Четыре года назад, когда он впервые посетил Ивановку, село это своим местоположением удивительно напомнило ему родные Чернухи. «Земелька его есть нагорная. Лесами, садами, холмами, источниками распещренна. На таком месте я родился возле Лубен».
Ивановка действительно очень красивое село, одно из живописнейших на Харьковщине. Помещичий дом стоит на склоне балки, ниже его парк, спускающийся к пруду. Среди деревьев тут возвышается громадный дуб, в тени которого старчик часто сиживал. Пруд через греблю сообщается с другим, еще большим, за которым — лес.

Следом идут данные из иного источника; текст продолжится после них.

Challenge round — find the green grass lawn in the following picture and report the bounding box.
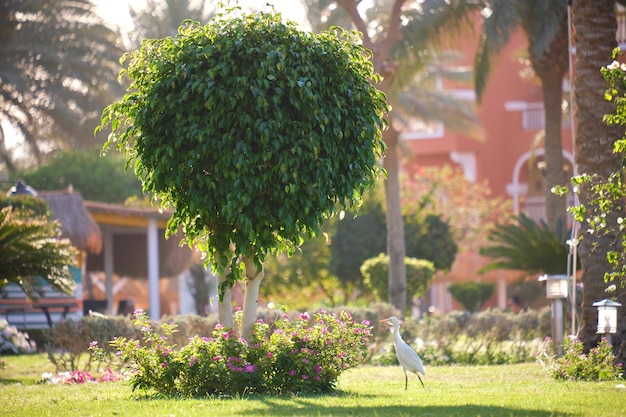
[0,355,626,417]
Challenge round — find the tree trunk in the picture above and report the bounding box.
[383,126,406,314]
[217,270,233,329]
[527,13,569,231]
[572,0,626,350]
[241,257,265,338]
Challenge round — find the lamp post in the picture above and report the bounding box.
[592,299,622,343]
[539,275,568,356]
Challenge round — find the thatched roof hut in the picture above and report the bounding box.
[37,187,102,254]
[85,201,193,278]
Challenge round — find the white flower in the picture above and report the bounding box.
[606,61,619,70]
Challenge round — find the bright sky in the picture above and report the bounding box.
[94,0,306,30]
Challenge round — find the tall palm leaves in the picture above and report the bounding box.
[305,0,475,311]
[0,0,123,170]
[0,206,74,298]
[423,0,569,228]
[480,214,569,274]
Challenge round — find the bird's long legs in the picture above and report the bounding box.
[404,371,426,391]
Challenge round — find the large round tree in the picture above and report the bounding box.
[102,9,387,332]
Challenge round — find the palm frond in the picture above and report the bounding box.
[480,214,569,274]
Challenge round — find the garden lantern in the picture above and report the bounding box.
[592,299,622,343]
[539,275,568,356]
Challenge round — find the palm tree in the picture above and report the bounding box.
[0,206,75,299]
[305,0,478,311]
[572,0,626,349]
[480,214,570,275]
[0,0,123,171]
[423,0,569,230]
[128,0,213,49]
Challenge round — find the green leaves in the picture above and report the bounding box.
[102,8,388,284]
[480,214,569,274]
[0,206,75,299]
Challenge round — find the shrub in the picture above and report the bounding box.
[540,337,623,381]
[361,253,435,315]
[372,308,550,365]
[46,316,139,372]
[91,310,371,397]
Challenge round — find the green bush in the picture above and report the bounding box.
[372,308,550,365]
[361,253,435,315]
[91,310,371,397]
[541,337,623,381]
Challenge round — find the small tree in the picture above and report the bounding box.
[480,214,569,274]
[361,253,435,314]
[13,149,142,203]
[0,206,75,299]
[448,281,496,312]
[101,9,387,332]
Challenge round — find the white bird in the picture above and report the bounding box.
[381,317,426,391]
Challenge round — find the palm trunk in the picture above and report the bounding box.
[241,257,265,337]
[572,0,626,350]
[383,127,406,315]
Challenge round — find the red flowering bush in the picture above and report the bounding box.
[90,311,371,397]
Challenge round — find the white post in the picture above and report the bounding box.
[552,298,563,357]
[103,228,114,316]
[147,219,161,320]
[498,276,506,310]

Противоположный берег крутой, там за вершину балки каждый день опускается солнце.
Долго шел Григорий Саввич, шел под ливнями и в метели, видел смерч и радугу; вот и добрел, наконец к самому краю земли, за которым — уже неизвестно что. Боялся ли он смерти? Страх смерти, говорил он недавно Михаилу, сильнее всего нападает на человека к старости его. Нужно заблаговременно вооружиться против этого врага, не умствованием, потому что оно тут не помощник, а мирным расположением своей воли к тому, что рано или поздно должно произойти с каждым. Этот душевный мир приготовляется в человеке постепенно; тихо и тайно растет и усиливается в сердце особое чувство — чувство того, что он исполнил обращенный к нему завет матери-природы: «Сие чувство есть венец жизни и дверь бессмертия».
Однажды — так повествует предание — больной уже старец вышел из своей комнаты, и его долго не могли найти, пока хозяин дома не обнаружил Сковороду в отдаленном углу парка за непонятным занятием: тот копал землю заступом. «Что это, друг Григорий, чем это ты занят?..» — «Пора, друг, кончить странствие!» — ответил Сковорода.
Он ходил и прощался со всем. В последний раз опускалось перед ним усталое земное светило; шелестела вокруг листва, прах и пепел. И ветряк, словно образ мимоидущего людского времени, в последний раз махал ему деревянными руками.
За несколько дней до кончины он попросил, чтобы над его могилой сделали надпись: «Мир ловил меня, но не поймал». 29 октября 1794 года по старому стилю утром, на рассвете, исполнив все «по уставу обрядному», Григорий Саввич Сковорода тихо и спокойно расстался со своим старым «тельником».
Косная материя приняла человеческую персть в свой глухонемой круг. Что ж, всему есть предел — жизни, книге, песне. Только у души человеческой нет предела.
И потому скажем, вспоминая своего Григория Саввича:
Радуйся, смерть презревший и жизни вечной вкусивший!
Радуйся и ты с ним и с нами, черная земля, щедрая земля, дорога бесконечная, Родина древняя!